Noel Tyler, Robert J. Finley

The greatest challenge facing development geologists is our limited understanding of the internal reservoir framework and its control on hydrocarbon recovery. All reservoirs are heterogeneous, and even in only moderately heterogeneous reservoirs as much as half the mobile oil is commonly not recovered. Such geologic complexities are magnified in low-permeability reservoirs and reservoirs with weak drive mechanisms where conventional primary and secondary yields may be only 15% of the in-place mobile oil.

Sedimentological research during the last 20 years has defined models that support exploration and therefore focus on external geometry of reservoirs. These models understate the importance of the internal reservoir framework and are inadequate to explain internal reservoir seals and resultant compartmentalization as it controls hydrocarbon recovery. Development of models describing internal reservoir architecture, that is, facies composition, extents, three-dimensional geometries, orientations, and relations with surrounding facies, is critical for guiding well placement and completion interval to maximize hydrocarbon recovery from heterogeneous reservoirs.

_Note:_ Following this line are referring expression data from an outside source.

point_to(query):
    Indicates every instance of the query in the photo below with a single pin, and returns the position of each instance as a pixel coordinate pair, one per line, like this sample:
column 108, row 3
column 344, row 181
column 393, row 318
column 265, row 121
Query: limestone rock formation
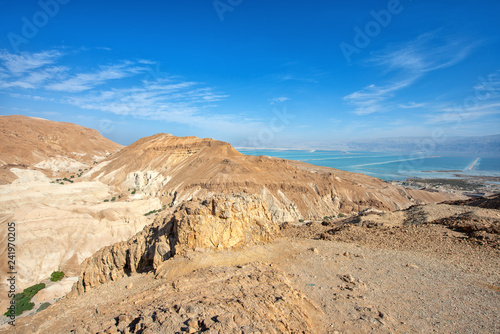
column 58, row 226
column 176, row 169
column 220, row 222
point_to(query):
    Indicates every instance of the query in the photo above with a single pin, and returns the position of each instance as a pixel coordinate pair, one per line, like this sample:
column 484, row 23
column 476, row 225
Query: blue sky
column 255, row 73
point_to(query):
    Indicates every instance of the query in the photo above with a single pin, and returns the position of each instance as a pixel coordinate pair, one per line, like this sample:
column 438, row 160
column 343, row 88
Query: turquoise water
column 390, row 166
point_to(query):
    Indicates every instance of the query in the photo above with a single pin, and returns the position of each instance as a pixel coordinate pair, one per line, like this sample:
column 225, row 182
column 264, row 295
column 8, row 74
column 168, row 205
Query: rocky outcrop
column 176, row 169
column 220, row 222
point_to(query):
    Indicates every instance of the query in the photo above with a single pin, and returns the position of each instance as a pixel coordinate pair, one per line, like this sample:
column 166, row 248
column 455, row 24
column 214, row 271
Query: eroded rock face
column 220, row 222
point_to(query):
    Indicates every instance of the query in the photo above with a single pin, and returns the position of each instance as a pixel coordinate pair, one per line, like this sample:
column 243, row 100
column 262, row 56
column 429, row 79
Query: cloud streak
column 129, row 88
column 408, row 63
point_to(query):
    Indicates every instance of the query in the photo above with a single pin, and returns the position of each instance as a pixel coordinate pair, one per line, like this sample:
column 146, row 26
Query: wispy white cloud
column 428, row 52
column 17, row 64
column 280, row 99
column 135, row 88
column 372, row 99
column 412, row 60
column 412, row 105
column 86, row 81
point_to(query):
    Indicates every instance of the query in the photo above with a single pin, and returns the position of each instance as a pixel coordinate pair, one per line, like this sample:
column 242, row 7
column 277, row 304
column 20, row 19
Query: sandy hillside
column 411, row 271
column 175, row 169
column 55, row 146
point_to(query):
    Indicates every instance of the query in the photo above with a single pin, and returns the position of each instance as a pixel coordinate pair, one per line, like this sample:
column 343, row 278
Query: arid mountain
column 177, row 169
column 39, row 143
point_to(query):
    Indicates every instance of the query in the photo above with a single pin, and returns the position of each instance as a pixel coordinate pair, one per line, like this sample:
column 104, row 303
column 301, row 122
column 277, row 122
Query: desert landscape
column 187, row 235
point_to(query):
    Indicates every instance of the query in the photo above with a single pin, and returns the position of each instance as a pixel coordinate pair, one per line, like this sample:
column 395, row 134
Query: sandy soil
column 432, row 279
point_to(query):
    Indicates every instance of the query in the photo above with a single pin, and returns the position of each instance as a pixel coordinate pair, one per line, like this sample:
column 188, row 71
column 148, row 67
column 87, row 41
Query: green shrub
column 23, row 300
column 56, row 276
column 43, row 307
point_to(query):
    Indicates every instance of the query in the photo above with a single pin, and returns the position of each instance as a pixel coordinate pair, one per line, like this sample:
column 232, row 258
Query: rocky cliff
column 220, row 222
column 176, row 169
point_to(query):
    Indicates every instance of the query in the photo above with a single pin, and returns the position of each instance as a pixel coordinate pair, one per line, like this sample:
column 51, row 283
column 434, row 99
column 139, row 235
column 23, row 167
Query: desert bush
column 23, row 300
column 56, row 276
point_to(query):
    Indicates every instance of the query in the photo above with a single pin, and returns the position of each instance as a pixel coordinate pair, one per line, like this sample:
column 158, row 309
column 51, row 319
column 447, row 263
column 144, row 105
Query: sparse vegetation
column 43, row 307
column 23, row 299
column 155, row 211
column 56, row 276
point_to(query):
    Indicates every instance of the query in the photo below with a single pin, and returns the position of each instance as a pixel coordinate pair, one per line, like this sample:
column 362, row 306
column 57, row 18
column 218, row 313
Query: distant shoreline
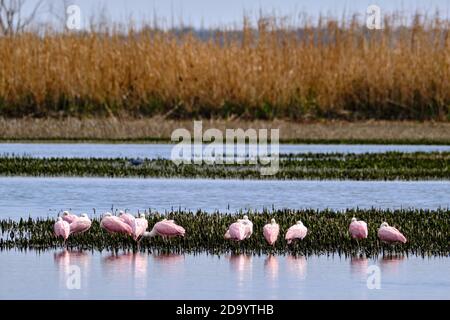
column 159, row 130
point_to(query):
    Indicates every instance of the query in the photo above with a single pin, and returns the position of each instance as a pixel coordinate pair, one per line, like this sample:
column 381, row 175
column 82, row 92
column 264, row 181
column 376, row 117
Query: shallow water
column 151, row 276
column 151, row 151
column 42, row 197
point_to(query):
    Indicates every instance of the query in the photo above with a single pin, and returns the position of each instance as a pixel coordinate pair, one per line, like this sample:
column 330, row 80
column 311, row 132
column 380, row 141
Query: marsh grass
column 159, row 129
column 427, row 231
column 368, row 166
column 269, row 70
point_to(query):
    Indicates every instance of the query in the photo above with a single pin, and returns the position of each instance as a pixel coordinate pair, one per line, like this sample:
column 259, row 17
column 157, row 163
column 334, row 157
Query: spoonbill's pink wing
column 62, row 229
column 391, row 234
column 115, row 224
column 80, row 225
column 70, row 218
column 127, row 218
column 169, row 229
column 358, row 229
column 271, row 232
column 237, row 231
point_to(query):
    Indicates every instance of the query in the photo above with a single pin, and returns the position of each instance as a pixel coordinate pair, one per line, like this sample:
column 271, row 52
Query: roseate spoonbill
column 236, row 231
column 114, row 224
column 297, row 231
column 390, row 234
column 358, row 229
column 248, row 226
column 271, row 231
column 67, row 216
column 140, row 226
column 61, row 229
column 80, row 225
column 165, row 228
column 127, row 218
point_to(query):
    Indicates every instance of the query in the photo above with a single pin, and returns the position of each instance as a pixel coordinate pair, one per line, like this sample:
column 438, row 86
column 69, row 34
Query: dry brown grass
column 347, row 72
column 158, row 128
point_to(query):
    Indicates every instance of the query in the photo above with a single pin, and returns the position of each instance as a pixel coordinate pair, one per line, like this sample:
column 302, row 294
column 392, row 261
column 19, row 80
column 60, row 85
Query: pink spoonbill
column 67, row 216
column 61, row 229
column 390, row 234
column 139, row 227
column 297, row 231
column 114, row 224
column 358, row 229
column 80, row 225
column 166, row 228
column 271, row 231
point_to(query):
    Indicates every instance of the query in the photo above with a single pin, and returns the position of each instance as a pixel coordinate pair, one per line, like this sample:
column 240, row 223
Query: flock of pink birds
column 125, row 223
column 238, row 231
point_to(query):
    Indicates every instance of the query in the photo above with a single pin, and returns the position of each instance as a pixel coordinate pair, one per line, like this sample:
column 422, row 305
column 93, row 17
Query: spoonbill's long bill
column 271, row 231
column 114, row 224
column 127, row 218
column 358, row 229
column 166, row 228
column 297, row 231
column 67, row 216
column 140, row 226
column 61, row 229
column 81, row 224
column 390, row 234
column 236, row 231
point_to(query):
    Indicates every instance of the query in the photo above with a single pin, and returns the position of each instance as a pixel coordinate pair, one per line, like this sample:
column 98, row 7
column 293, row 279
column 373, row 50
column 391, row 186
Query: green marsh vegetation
column 427, row 231
column 368, row 166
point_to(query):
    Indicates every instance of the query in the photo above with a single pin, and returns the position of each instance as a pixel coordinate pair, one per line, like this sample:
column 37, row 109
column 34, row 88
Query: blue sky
column 227, row 12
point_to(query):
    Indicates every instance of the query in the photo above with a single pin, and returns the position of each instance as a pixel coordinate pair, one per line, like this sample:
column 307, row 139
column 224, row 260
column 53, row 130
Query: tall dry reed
column 272, row 70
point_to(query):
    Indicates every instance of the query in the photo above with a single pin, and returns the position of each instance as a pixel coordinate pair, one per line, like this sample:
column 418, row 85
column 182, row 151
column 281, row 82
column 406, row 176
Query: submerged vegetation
column 368, row 166
column 428, row 233
column 332, row 69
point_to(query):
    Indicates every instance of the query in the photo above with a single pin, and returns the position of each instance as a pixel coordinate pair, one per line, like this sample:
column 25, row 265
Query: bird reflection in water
column 68, row 263
column 241, row 266
column 168, row 259
column 297, row 266
column 271, row 267
column 359, row 266
column 391, row 263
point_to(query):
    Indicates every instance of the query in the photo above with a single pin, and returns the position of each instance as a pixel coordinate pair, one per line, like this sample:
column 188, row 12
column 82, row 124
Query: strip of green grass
column 369, row 166
column 428, row 233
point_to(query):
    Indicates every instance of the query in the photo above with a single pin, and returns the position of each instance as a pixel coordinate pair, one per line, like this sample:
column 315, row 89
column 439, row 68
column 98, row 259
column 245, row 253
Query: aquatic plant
column 427, row 231
column 369, row 166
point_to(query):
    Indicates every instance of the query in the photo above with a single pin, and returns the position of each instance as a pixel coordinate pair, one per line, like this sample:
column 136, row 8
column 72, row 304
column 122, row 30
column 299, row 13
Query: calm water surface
column 40, row 197
column 87, row 150
column 150, row 276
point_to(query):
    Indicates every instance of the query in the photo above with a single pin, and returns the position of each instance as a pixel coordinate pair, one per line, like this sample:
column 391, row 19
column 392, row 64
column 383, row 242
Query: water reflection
column 297, row 266
column 271, row 267
column 142, row 275
column 168, row 258
column 241, row 266
column 391, row 263
column 359, row 266
column 73, row 269
column 121, row 266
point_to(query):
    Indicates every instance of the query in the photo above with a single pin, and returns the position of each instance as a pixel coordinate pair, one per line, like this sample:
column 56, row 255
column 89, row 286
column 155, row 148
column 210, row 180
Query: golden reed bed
column 266, row 71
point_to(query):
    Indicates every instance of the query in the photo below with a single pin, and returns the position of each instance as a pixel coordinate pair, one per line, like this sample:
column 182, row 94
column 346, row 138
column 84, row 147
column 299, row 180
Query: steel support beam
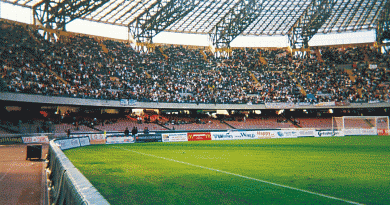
column 235, row 22
column 157, row 18
column 310, row 21
column 55, row 15
column 383, row 28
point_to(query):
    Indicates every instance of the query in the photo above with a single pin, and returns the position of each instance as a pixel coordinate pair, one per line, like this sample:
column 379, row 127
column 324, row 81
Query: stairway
column 303, row 91
column 263, row 61
column 352, row 76
column 319, row 56
column 162, row 53
column 204, row 56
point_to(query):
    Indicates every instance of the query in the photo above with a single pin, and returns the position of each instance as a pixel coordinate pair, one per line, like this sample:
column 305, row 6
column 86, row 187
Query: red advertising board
column 198, row 136
column 383, row 132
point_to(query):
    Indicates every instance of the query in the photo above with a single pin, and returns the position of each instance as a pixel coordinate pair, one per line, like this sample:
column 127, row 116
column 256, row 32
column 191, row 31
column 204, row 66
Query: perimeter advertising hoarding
column 198, row 136
column 235, row 135
column 10, row 140
column 174, row 137
column 68, row 143
column 330, row 133
column 119, row 139
column 360, row 132
column 97, row 138
column 383, row 132
column 84, row 141
column 36, row 139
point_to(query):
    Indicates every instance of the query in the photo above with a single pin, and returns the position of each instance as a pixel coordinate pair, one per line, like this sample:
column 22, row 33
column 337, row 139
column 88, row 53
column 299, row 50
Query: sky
column 22, row 14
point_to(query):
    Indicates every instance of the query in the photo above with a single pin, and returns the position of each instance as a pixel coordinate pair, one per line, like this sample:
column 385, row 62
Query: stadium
column 194, row 102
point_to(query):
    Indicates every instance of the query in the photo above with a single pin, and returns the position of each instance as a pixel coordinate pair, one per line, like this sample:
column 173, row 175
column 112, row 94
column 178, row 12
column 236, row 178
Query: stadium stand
column 76, row 66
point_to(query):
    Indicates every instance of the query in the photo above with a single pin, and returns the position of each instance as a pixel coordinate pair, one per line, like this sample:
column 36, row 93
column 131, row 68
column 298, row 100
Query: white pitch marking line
column 246, row 177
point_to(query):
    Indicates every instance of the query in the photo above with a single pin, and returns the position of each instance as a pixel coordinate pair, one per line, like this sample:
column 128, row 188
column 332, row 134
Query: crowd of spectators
column 78, row 66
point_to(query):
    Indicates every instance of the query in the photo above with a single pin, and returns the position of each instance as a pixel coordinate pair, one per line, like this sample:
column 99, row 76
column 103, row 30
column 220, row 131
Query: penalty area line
column 245, row 177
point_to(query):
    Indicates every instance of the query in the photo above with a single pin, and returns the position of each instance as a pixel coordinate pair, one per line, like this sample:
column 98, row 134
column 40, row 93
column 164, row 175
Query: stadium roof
column 276, row 17
column 223, row 20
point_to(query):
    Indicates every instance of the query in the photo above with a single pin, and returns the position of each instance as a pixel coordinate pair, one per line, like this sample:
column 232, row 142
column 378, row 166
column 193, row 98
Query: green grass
column 351, row 168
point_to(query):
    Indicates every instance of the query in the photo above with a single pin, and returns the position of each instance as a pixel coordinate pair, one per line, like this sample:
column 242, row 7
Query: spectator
column 127, row 132
column 134, row 131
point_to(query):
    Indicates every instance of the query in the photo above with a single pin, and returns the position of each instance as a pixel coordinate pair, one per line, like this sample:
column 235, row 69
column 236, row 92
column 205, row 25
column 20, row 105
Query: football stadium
column 194, row 102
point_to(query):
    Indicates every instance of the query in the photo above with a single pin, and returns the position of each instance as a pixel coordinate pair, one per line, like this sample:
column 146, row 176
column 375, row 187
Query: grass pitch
column 331, row 170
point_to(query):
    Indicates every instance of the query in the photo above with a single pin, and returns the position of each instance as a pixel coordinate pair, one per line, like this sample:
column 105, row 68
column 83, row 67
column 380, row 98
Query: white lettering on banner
column 68, row 143
column 368, row 131
column 265, row 134
column 234, row 135
column 306, row 133
column 352, row 132
column 279, row 105
column 330, row 133
column 119, row 140
column 174, row 137
column 221, row 136
column 287, row 134
column 96, row 137
column 38, row 139
column 325, row 104
column 84, row 141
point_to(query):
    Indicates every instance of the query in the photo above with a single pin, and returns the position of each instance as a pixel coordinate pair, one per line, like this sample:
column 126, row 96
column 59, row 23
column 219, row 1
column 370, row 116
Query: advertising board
column 330, row 133
column 198, row 136
column 68, row 143
column 84, row 141
column 97, row 138
column 349, row 132
column 235, row 135
column 383, row 132
column 36, row 139
column 174, row 137
column 10, row 140
column 119, row 140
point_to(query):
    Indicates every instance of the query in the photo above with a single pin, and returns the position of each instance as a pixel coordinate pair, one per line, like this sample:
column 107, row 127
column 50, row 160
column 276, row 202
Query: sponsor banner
column 383, row 132
column 221, row 136
column 128, row 102
column 287, row 134
column 303, row 104
column 97, row 138
column 124, row 102
column 374, row 101
column 342, row 103
column 279, row 105
column 152, row 137
column 119, row 140
column 10, row 140
column 330, row 133
column 368, row 132
column 199, row 136
column 174, row 137
column 84, row 141
column 325, row 104
column 68, row 143
column 235, row 135
column 37, row 139
column 360, row 132
column 266, row 134
column 307, row 133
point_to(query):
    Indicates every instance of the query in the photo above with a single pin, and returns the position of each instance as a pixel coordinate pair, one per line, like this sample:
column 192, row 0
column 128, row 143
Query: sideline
column 246, row 177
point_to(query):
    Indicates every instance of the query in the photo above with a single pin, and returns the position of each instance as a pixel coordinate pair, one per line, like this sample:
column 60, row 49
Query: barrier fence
column 69, row 186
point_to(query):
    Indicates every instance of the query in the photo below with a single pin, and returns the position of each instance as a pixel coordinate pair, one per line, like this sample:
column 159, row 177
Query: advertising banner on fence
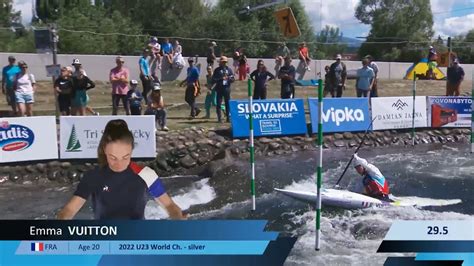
column 341, row 114
column 80, row 136
column 444, row 111
column 270, row 117
column 397, row 112
column 28, row 138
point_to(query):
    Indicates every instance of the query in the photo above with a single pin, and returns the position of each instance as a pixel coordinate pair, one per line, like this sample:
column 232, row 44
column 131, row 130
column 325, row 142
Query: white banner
column 397, row 112
column 28, row 138
column 80, row 135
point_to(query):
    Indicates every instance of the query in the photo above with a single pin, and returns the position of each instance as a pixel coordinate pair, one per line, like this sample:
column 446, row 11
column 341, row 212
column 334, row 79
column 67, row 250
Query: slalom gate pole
column 413, row 114
column 472, row 114
column 252, row 148
column 320, row 164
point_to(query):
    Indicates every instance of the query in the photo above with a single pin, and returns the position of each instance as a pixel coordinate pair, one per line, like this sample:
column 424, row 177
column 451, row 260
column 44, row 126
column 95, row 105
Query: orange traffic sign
column 288, row 25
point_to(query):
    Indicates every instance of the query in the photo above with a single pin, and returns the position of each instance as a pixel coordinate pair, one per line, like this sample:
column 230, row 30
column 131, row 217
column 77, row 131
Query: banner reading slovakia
column 453, row 111
column 341, row 114
column 80, row 135
column 270, row 117
column 397, row 112
column 28, row 138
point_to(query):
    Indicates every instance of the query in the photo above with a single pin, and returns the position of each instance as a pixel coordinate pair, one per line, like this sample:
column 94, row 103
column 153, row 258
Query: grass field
column 178, row 113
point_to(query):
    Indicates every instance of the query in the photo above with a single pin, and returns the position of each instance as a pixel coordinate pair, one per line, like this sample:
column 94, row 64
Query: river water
column 427, row 174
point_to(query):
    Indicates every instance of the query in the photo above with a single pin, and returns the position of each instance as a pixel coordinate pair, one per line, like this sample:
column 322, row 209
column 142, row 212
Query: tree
column 401, row 29
column 256, row 26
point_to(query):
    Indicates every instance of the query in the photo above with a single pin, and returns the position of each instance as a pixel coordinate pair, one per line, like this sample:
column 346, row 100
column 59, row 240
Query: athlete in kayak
column 119, row 188
column 375, row 184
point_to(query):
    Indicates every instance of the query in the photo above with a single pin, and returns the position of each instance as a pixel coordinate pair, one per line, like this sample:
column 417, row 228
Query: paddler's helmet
column 358, row 161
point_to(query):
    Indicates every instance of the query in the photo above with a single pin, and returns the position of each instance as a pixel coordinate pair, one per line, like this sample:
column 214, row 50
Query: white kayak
column 351, row 200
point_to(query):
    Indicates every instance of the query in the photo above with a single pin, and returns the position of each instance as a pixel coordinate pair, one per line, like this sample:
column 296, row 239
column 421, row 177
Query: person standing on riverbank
column 365, row 79
column 260, row 76
column 223, row 77
column 192, row 88
column 119, row 188
column 119, row 78
column 455, row 78
column 287, row 75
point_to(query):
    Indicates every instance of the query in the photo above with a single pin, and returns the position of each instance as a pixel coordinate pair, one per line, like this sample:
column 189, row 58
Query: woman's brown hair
column 115, row 131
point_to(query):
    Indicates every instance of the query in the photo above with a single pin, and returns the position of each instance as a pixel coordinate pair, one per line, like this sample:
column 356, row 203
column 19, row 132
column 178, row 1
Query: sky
column 451, row 17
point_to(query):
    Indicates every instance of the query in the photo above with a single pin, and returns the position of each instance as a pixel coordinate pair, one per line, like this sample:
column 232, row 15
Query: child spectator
column 134, row 98
column 156, row 107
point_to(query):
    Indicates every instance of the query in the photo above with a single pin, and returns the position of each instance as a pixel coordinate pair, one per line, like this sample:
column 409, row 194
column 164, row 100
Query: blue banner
column 341, row 114
column 449, row 111
column 144, row 242
column 271, row 117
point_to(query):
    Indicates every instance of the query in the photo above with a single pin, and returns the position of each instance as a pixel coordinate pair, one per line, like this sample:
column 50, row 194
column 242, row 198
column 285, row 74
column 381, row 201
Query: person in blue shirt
column 193, row 88
column 222, row 78
column 134, row 98
column 287, row 75
column 365, row 79
column 9, row 73
column 145, row 74
column 118, row 187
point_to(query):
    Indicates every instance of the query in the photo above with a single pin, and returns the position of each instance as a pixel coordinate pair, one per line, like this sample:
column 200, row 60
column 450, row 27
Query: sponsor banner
column 397, row 112
column 28, row 139
column 449, row 111
column 341, row 114
column 80, row 135
column 270, row 117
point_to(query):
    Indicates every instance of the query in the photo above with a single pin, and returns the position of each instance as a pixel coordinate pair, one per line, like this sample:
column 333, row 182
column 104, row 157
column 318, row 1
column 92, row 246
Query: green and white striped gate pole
column 252, row 149
column 320, row 164
column 472, row 113
column 413, row 114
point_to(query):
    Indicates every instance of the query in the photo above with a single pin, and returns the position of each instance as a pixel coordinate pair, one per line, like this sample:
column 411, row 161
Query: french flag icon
column 37, row 246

Reservoir architecture, a product of sedimentation style, governs mobile oil recovery efficiency. Wave-reworked depositional systems with simple architectures have high mobile oil recovery efficiencies. In contrast, strongly channelized systems with complex architectures, including fluvial, fluvial-dominated deltaic, and submarine fan reservoirs, have low to moderate mobile oil recovery. Carbonate reservoirs display a smaller range of mobile oil recovery efficiencies; however, large volumes of unrecovered mobile oil remain in highly stratified, laterally discontinuous platform carbonates in the Permian basin. In Texas reservoirs with complex architectures, 35 billion bbl of mobile oil will remain unrecovered at abandonment; nationally, this important and moderate-cost resource may be 0 to 100 billion bbl.

AAPG Search and Discovery Article #91030©1988 AAPG Annual Convention, Houston, Texas, 20-23 March 1988.